Figure 5.. Biological processes that explain differences in Alu editing.

(A) Single-sample scores were generated for 10,493 Gene Ontology Biological Processes. These pathway scores were regressed onto the AEI while covarying for known biological and technical factors. Reported BH adjusted p-values and t-statistics were derived from a moderated t-test comparing pathway scores between living and postmortem tissue. The t-statistics (x-axis) for each biological process relative to strength of association with the AEI (y-axis; −log₁₀ adjusted p-value). Pathways with an absolute t-statistic > 7 and FDR adjusted p-value < 0.05 were deemed significant (blue, negative association; red, positive association). (B) A density distribution of t-statistics illustrates most pathways are positive predictors of the AEI (top) and REVIGO semantic similarity representation of the top positive 1688 pathways (bottom, ). Multiple broad groupings emerge that map to intracellular signaling, apoptosis, hypoxia, cellular metabolism and innate immune/inflammatory responses. Colors indicate the Adjusted P-value of the enriched GO terms. The size of each bubble shows the GO terms with more significant P-values. (C) Single sample scores that represent top pathways from each cluster also predict differences between living and postmortem (PM) tissues. (D) Pearson’s correlation coefficient illustrates regressions of single-sample pathway score onto the AEI for the top six candidate pathways. All Living Brain Project data encompassed 164 and 233 biologically independent samples from living and postmortem sources, respectively. (E) Validating the interaction between interferon-γ and the AEI. Two-dimensional (2D) hiPSC-derived neural progenitor cells (NPCs; day 18) and mature neurons (day 30) treated with interferon-gamma (IFN-γ) (PMID: 32875100). Data was generated by bulk RNA-seq from n=3 biological replicates. (F) Validating the interaction between hypoxia and the AEI. Three-dimensional (3D) model of human cortical spheroids (hCS) exposed to differing degrees of hypoxia (PMID: 31061540). Data was generated by bulk RNA-seq from n=8 biological replicates. (E-F) Two-sided linear regression was used to test for significance. All boxplots in this figure show the medians (horizontal lines), upper and lower quartiles (inner box edges), and 1.5× the interquartile range (whiskers).

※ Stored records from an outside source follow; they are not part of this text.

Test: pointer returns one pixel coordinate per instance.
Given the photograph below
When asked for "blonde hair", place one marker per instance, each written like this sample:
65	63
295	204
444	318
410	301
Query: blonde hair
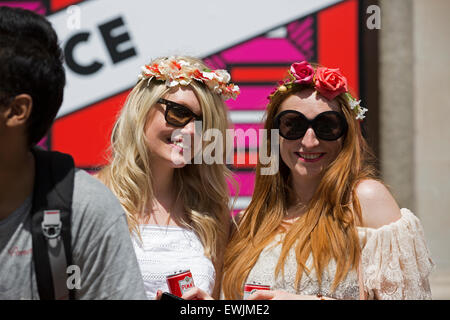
328	228
202	188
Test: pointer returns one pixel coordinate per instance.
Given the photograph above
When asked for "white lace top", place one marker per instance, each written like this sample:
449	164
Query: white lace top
395	264
167	249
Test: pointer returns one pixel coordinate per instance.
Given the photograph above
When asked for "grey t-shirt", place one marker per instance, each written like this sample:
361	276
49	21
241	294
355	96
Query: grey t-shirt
101	247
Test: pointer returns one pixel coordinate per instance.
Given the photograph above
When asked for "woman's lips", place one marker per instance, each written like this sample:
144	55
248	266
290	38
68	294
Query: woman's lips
310	156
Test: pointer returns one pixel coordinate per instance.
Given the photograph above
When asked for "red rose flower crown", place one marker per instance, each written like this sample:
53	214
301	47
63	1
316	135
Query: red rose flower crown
328	82
176	71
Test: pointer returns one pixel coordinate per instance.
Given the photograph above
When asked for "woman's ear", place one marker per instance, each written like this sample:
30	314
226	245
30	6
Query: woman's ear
19	110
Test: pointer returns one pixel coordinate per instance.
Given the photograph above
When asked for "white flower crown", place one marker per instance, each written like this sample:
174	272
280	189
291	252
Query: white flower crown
177	71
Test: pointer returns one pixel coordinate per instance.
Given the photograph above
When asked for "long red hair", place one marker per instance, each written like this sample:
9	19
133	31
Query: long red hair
328	228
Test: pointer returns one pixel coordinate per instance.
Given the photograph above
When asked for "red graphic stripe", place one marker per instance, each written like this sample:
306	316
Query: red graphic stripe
338	40
85	134
61	4
258	74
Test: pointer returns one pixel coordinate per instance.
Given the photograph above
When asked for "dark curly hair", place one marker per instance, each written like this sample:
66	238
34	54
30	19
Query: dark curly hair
31	62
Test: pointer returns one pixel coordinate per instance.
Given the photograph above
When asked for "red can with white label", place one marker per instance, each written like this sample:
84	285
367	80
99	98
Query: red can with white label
249	288
180	282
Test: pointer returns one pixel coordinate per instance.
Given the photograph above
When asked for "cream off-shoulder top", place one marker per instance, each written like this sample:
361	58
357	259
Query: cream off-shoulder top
395	264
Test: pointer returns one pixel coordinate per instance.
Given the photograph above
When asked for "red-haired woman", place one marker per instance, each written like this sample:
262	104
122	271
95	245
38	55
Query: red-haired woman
324	227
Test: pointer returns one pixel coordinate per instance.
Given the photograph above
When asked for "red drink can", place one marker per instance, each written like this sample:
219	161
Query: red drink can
249	288
180	282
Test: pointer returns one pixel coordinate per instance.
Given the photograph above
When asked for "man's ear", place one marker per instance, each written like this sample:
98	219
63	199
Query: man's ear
19	110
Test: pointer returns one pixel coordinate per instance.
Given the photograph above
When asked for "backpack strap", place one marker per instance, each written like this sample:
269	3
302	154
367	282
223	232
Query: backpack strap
51	223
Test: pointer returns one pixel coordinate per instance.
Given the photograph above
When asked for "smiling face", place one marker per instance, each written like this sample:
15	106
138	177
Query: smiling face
307	157
163	147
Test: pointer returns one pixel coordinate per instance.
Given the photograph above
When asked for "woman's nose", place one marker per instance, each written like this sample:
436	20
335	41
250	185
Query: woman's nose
189	128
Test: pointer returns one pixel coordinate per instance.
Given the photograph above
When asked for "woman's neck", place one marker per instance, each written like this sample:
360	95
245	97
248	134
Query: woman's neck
164	208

Figure 6.. Context-dependent cis-edQTLs between living and postmortem DLPFC.

(A) Distribution of the cis-edQTL associations evaluating the distance between eSites and common variants. The gray box indicates ±200 kb relative to the editing site. Inset Venn diagram depicts the overlap of eSites between the primary and interaction analyses. (B) eSite discovery (y-axis) according to genic regions (x-axis) for primary (top) and interaction (bottom) cis-edQTL analyses. (C) Editing level variance within living and postmortem DLPFC parsed by sites with primary and interaction cis-edQTLs. (D) The fraction of eSites from the primary (top) and interaction (bottom) analyses that are either neuronal or non-neuronal cell type specific. (E) Two examples of primary cis-edQTLs, in which editing levels (y-axes) are associated with common genotypes (x-axes). (F) Two examples of interaction cis-edQTLs, in which different common genotypes (x-axis) are associated with differing editing levels between living and postmortem DLPFC (y-axes). (C-E) Two-sided linear regression was used to test for significance. Analyses encompassed 164 and 233 biologically independent samples from living and postmortem sources, respectively. All boxplots in this figure show the medians (horizontal lines), upper and lower quartiles (inner box edges), and 1.5× the interquartile range (whiskers).